The article downplayed the fact that Hamas killed collaborators and counts them as civiiians killed by Israel, and the possibility that many of the victims were killed by Hamas rockets and bullets and mortars. It didn't mention that Hamas took steps to ensure that terrorist casualties were not reported or named - something that the PCHR, a group mentioned, adhered to. It didn't mention that PCHR goes out of its way to minimize the number of terrorists counted. It didn't mention the flawed methodology of the information gatherers that the UN relies on, at Israel's expense. It gives credence to  the uninformed guesses of a volunteer from New Zealand - a volunteer for Hamas. It didn't mention that at the end of Operation Cast Lead, Hamas had claimed only a few dozen killed; only much later did they admit that Israel's statistics of 709 terrorist deaths were largely correct. It didn't mention comparable statistics of civilian dead in other wars in urban areas, including wars fought by Western powers that killed orders of magnitude more people. It didn't look up the latest statistics from the Meir Amit ITIC published on their website, only saying that their much earlier statistics before the ground war were impressive. It didn't mention that on Sunday, the day of the casualties outside the Rafah UNRWA school, even according to the Hamas-obedient PCHR more than 60% of those killed were terrorists.

But even if Jodi Rudoren's team had done all of that, it wouldn't have made a difference.

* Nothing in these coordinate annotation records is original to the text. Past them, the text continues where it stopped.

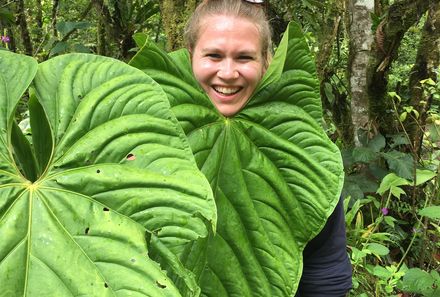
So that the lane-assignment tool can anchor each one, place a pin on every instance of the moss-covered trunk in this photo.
(388, 37)
(427, 61)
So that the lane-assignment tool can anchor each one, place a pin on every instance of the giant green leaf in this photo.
(112, 169)
(276, 176)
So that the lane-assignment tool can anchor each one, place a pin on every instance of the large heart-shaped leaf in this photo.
(112, 168)
(276, 176)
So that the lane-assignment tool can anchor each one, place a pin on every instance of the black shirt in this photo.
(327, 269)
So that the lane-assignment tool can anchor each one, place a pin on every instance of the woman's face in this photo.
(227, 61)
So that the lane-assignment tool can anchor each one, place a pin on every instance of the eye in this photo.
(246, 58)
(213, 56)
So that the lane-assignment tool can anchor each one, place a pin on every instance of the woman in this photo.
(230, 47)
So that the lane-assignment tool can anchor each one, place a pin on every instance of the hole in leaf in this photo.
(160, 285)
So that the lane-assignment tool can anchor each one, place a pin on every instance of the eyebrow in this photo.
(215, 49)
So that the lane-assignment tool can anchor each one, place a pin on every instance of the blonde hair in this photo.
(236, 8)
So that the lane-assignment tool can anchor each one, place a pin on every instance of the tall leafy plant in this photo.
(109, 176)
(275, 175)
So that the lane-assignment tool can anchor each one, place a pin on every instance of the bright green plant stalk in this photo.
(275, 175)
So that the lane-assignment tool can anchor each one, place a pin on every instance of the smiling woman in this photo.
(275, 175)
(230, 47)
(227, 61)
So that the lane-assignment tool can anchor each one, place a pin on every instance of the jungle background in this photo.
(378, 65)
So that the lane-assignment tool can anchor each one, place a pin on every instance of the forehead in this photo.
(218, 29)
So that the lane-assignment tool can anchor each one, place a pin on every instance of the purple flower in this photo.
(5, 39)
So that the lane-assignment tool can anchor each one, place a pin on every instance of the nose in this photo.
(228, 70)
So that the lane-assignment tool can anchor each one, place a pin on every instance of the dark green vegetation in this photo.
(390, 97)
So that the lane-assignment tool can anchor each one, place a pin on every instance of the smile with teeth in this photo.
(226, 90)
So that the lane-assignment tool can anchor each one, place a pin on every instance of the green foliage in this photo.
(421, 282)
(107, 182)
(276, 176)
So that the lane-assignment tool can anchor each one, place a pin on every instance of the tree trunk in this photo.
(328, 39)
(55, 6)
(175, 14)
(22, 23)
(101, 40)
(401, 16)
(39, 20)
(427, 61)
(361, 39)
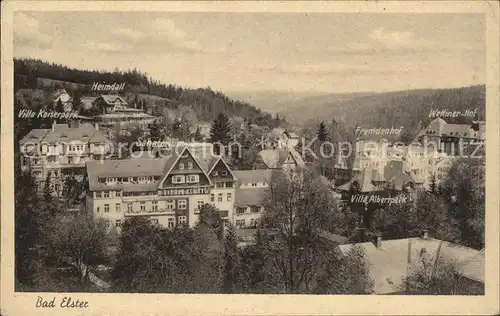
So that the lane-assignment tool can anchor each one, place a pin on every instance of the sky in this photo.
(240, 51)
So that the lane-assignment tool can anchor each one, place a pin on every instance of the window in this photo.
(171, 222)
(178, 179)
(170, 204)
(182, 204)
(192, 178)
(241, 210)
(182, 220)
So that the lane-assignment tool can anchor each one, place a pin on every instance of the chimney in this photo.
(378, 241)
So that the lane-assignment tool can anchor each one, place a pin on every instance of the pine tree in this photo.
(220, 131)
(433, 185)
(230, 265)
(197, 135)
(322, 132)
(59, 106)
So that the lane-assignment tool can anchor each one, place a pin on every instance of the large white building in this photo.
(61, 152)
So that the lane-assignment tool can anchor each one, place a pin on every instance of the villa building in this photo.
(453, 139)
(61, 152)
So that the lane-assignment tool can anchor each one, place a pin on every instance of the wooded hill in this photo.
(37, 74)
(401, 108)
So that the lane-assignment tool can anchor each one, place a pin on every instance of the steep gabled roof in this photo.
(34, 136)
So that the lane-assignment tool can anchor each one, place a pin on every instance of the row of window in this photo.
(223, 184)
(242, 210)
(183, 165)
(243, 223)
(220, 197)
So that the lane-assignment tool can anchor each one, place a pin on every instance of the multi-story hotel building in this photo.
(61, 151)
(168, 190)
(453, 139)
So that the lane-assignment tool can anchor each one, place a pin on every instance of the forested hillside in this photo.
(407, 109)
(207, 104)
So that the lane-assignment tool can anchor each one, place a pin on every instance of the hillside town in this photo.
(121, 167)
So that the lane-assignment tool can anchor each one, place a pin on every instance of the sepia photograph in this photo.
(248, 153)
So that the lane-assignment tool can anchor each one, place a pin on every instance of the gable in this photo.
(184, 164)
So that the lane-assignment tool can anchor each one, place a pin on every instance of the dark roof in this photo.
(389, 263)
(124, 168)
(274, 158)
(249, 176)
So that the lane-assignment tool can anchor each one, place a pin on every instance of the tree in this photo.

Because accompanying the article was a large, poignant photo of a dead child.


There is no such thing as objectivity when there the subconscious message is that Israel is murdering babies. The message from the photo overwhelms the article, no matter what it says. 

Of course it is newsworthy to mention civilian casualties. But anti-Zionists and antisemites are using the photos of dead children as their most potent weapons. Even though this article notes that the proportion of children and women killed were far smaller than their percentage of the Gaza population, all of that is meaningless when there is a dead child's hand hovering over the article. 

The Israel-haters are repeating over and over, implicitly and explicitly, that the rules of war do not allow a single civilian to be killed, and every violation is a war crime.  This is nonsense, but you wouldn't know that from reading the NYT. On the contrary, the newspaper is playing up that lie, without explicitly saying it. 

Did the New York Times ever a similar number of photos of dead children killed by Western armies in Afghanistan or Iraq or Pakistan? Did the newspaper ever investigate the number of civilians being killed in Egypt's similar battles against Islamists - that are being covered up

The photos may be accurate, but they poison any accuracy that may have been in that article. No amount of IDF videos showing Hamas shooting rockets from civilian areas and the IDF avoiding innocent civilians can counteract those images.

And the haters of Israel and Jews couldn't be happier at this coverage.